Each subsystem was defined with attention not only to functional requirements, but also to integration in the operating theatre, maintainability, scalability, and above all, compliance with medical standards.
This design approach underscores a fundamental principle: in a clinical context, technology cannot be an end in itself. It must respond to real clinical needs, be perceived as reliable and safe, and most importantly, be easily adopted by medical and nursing staff.
Embedded engineering: designing system intelligence
The electronic architecture was conceived as a high-performance embedded system, capable of managing signals from motion, force and position sensors, processing them in real time, and translating them into visual feedback and adaptive behaviours.
At the core of the system is a low-latency internal communication network, ensuring continuous interaction between modules without interference, even under external mechanical stress.
All software components were developed and validated in accordance with IEC 62304, the reference standard for the medical software lifecycle. This is not just a regulatory obligation, but a methodological guarantee enabling control over every phase of development, from design to post-deployment maintenance.
Another key feature is the modularity of the user interface: designed to be intuitive, fluid and customisable, it allows the surgeon to adjust operating parameters in real time, based on intraoperative conditions. In this way, the robot becomes an amplifier of human movement, rather than a source of disruption or rigidity.
Rapid prototyping and controlled-environment validation
The transition from design to prototype was carried out using the internal resources of Elemaster Group: from printed circuit board (PCB) design and production to electronic assembly, and 3D printing for validation mock-ups.
The robot underwent a full cycle of functional and environmental testing in the company laboratory, where EMC, climatic, insulation, vibration and shock tests are accredited to International Standard ISO/IEC 17025:2017, simulating real surgical conditions: vibrations, thermal excursions, impacts, and prolonged mechanical stress.
Beyond technical validation, ergonomic testing was carried out through interaction trials with clinical mannequins and simulation sessions involving healthcare personnel. The goal was not only to assess physical resilience, but to evaluate the clinical effectiveness of the interface, its learning curve, and operator comfort during use.
A device designed for hospital integration
In the medical world, a device does not operate in isolation: it must be able to interface with hospital infrastructure, adapt to variable clinical conditions, and integrate into existing workflow.
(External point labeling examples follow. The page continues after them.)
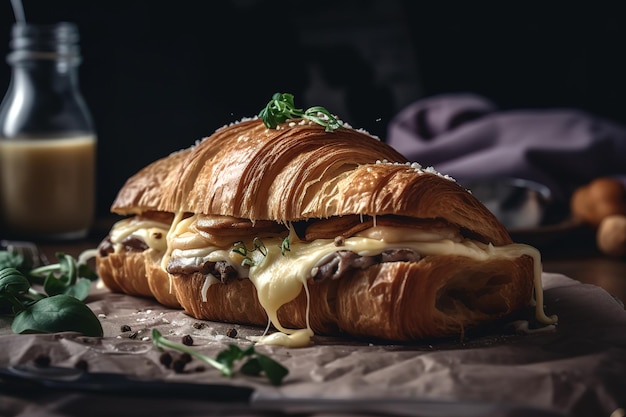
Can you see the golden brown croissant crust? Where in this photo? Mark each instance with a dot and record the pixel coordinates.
(435, 297)
(246, 178)
(301, 172)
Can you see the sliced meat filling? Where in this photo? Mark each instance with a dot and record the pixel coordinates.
(130, 244)
(343, 261)
(333, 267)
(221, 270)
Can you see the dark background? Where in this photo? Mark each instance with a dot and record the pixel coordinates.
(159, 75)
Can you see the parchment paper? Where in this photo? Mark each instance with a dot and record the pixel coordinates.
(578, 369)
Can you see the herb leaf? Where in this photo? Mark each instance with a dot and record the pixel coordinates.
(59, 307)
(255, 363)
(58, 313)
(282, 108)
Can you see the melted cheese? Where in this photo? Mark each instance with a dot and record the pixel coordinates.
(152, 232)
(279, 277)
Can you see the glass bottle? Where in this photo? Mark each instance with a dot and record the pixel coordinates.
(47, 139)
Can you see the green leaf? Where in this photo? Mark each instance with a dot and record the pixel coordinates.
(273, 370)
(13, 282)
(282, 108)
(13, 260)
(59, 313)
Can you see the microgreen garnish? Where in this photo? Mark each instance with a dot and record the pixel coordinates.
(282, 108)
(285, 246)
(240, 248)
(255, 364)
(58, 307)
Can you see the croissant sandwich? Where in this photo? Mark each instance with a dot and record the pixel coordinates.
(315, 229)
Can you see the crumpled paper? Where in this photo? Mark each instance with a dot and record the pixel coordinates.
(577, 369)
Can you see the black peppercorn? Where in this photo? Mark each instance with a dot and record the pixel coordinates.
(179, 366)
(185, 357)
(165, 359)
(82, 365)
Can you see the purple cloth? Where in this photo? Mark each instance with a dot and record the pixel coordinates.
(467, 137)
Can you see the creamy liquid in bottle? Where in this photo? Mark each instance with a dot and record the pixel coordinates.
(47, 186)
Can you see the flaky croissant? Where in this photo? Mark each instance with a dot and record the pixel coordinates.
(327, 233)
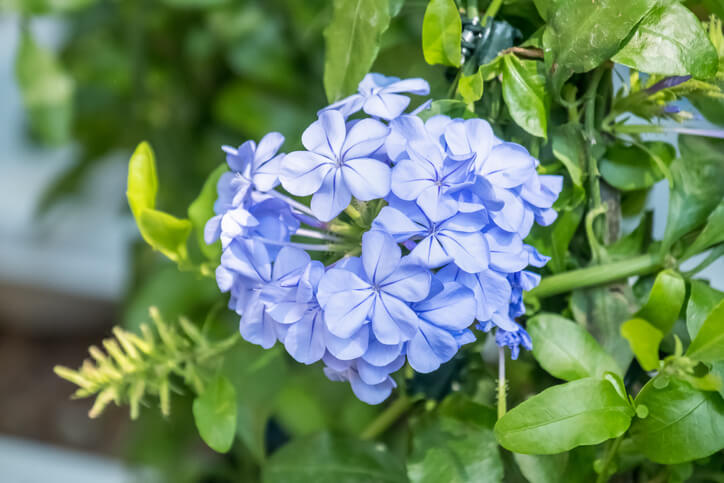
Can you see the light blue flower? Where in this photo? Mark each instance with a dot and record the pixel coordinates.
(338, 164)
(379, 96)
(377, 293)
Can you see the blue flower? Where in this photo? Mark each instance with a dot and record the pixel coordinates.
(375, 293)
(456, 239)
(379, 96)
(444, 320)
(338, 164)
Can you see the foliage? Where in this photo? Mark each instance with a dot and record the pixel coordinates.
(625, 375)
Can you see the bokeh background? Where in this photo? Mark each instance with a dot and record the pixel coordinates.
(81, 83)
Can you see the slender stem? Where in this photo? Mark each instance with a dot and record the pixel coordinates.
(610, 455)
(597, 275)
(502, 395)
(387, 417)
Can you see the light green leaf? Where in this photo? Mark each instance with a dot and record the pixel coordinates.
(644, 339)
(142, 180)
(665, 300)
(683, 424)
(47, 91)
(165, 233)
(566, 350)
(582, 412)
(215, 414)
(324, 458)
(525, 94)
(202, 209)
(670, 40)
(352, 42)
(702, 300)
(708, 345)
(694, 195)
(630, 168)
(441, 33)
(455, 445)
(581, 35)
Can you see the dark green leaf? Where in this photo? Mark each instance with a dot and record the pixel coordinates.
(202, 209)
(665, 300)
(456, 445)
(332, 459)
(683, 424)
(644, 339)
(694, 195)
(581, 35)
(353, 41)
(215, 414)
(47, 91)
(566, 350)
(441, 31)
(670, 41)
(525, 94)
(582, 412)
(702, 300)
(630, 168)
(708, 345)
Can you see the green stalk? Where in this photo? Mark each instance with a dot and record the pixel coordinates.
(597, 275)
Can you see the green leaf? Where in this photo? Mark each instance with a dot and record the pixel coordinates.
(644, 339)
(566, 350)
(694, 195)
(165, 233)
(47, 91)
(324, 458)
(665, 300)
(683, 424)
(142, 180)
(583, 412)
(353, 42)
(441, 33)
(708, 345)
(471, 86)
(630, 168)
(581, 35)
(202, 209)
(215, 414)
(455, 445)
(702, 300)
(525, 94)
(670, 41)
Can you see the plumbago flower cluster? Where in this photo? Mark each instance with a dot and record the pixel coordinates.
(444, 251)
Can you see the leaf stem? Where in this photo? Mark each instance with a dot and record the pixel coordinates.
(597, 275)
(388, 417)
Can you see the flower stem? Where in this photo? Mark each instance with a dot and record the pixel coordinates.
(388, 417)
(502, 395)
(597, 275)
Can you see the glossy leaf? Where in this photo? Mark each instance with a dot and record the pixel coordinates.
(665, 300)
(441, 33)
(215, 414)
(456, 444)
(708, 345)
(670, 41)
(566, 350)
(202, 208)
(630, 168)
(582, 412)
(525, 94)
(644, 339)
(694, 196)
(702, 300)
(683, 424)
(324, 458)
(352, 42)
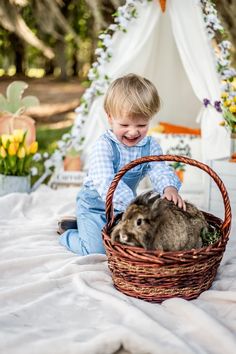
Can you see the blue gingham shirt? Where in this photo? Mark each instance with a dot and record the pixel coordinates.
(101, 169)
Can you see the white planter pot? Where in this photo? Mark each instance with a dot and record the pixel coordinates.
(11, 184)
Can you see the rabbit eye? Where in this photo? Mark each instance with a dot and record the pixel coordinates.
(139, 222)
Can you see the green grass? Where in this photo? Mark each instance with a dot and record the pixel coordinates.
(47, 138)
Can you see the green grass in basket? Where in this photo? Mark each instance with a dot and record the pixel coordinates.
(210, 236)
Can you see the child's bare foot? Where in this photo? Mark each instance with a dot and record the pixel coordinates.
(66, 223)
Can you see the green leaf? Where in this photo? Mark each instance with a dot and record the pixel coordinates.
(3, 103)
(30, 101)
(14, 94)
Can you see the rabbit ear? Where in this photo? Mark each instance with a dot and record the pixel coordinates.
(158, 209)
(142, 199)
For this reason, the laparoscopic robot developed by Eletech was designed to interact with other operating room equipment (monitors, data recorders, management software), ensuring data traceability, secure communication, and future upgradeability.
Even the less visible aspects of the design – such as component sterilisability, ease of disassembly for maintenance, and system scalability – were addressed with engineering rigour and a focus on real clinical application.
Engineering surgical precision: a challenge of intelligence and rigour
In the field of medical robotics, precision and reliability are not features added post-production: they are requirements to be built in from the very beginning, through structured, scalable design aligned with the entire product lifecycle.
With its laparoscopic robot project, Eletech, the lead company of the IDC, R&D division of Elemaster Group, demonstrates how complex engineering can be transformed into functional, clinical solutions, meeting regulatory standards while genuinely improving surgical practice.
A tangible demonstration of how experience in electronics and a systemic R&D vision can guide the development of technologies that are truly useful, combining innovation, methodology and clinical responsibility.